This weekend, Bob Schiffer will finally sign off from CBS's Face the Nation.
It's not the first time he tried to retire. Schieffer says he tried to retire a decade ago. CBS asked him to stay. He tried again a few years later. CBS asked him to stay. He tried once more last year. CBS asked him … well, you get the idea.
But this time it is really happening.
Sunday morning’s edition will be his last. He promises this retirement will stick.
“The interesting thing about my life — a lot of the recognition I got was after most people retired,” Schieffer said.
In the 12 years since he turned 65, Schieffer moderated his first presidential debate (and then his second and third); wrote a best-selling memoir, “This Just In”; and led “Face The Nation” to its highest viewership since he took over as the host in 1991.

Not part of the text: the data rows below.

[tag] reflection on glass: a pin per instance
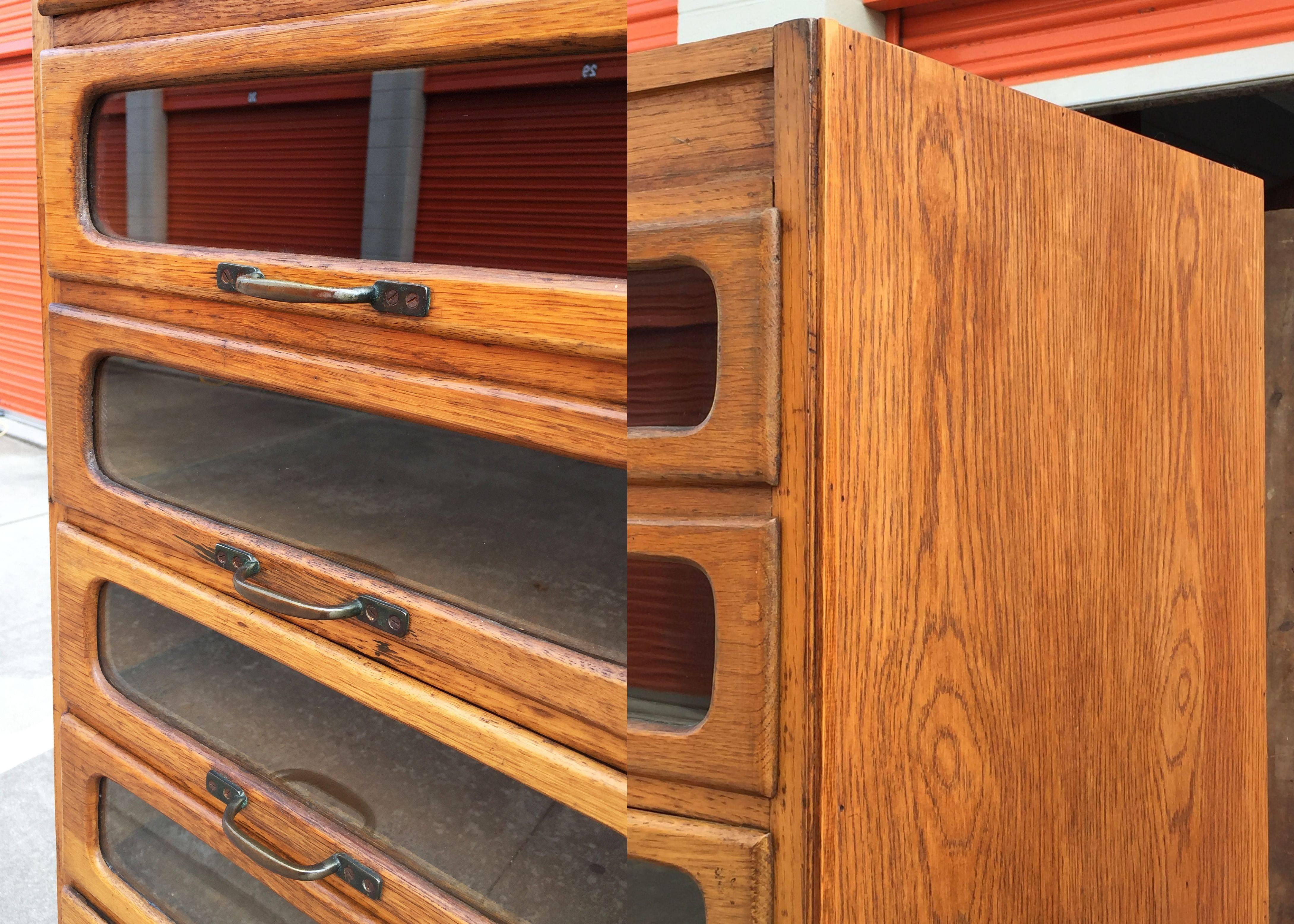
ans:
(663, 895)
(510, 852)
(528, 539)
(179, 874)
(671, 641)
(516, 165)
(673, 346)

He became a steady and familiar on-air presence while other prominent personalities came and went (Katie Couric, David Gregory), died (Tim Russert, Peter Jennings) or became mired in scandal (Brian Williams). Schieffer does not have the same star power that many of his peers enjoy but the tumult of the news business over the past decade has given him room to thrive.
“I had a little at the end there,” Schieffer said in a telephone interview. “All of that happened when I was basically a senior citizen.”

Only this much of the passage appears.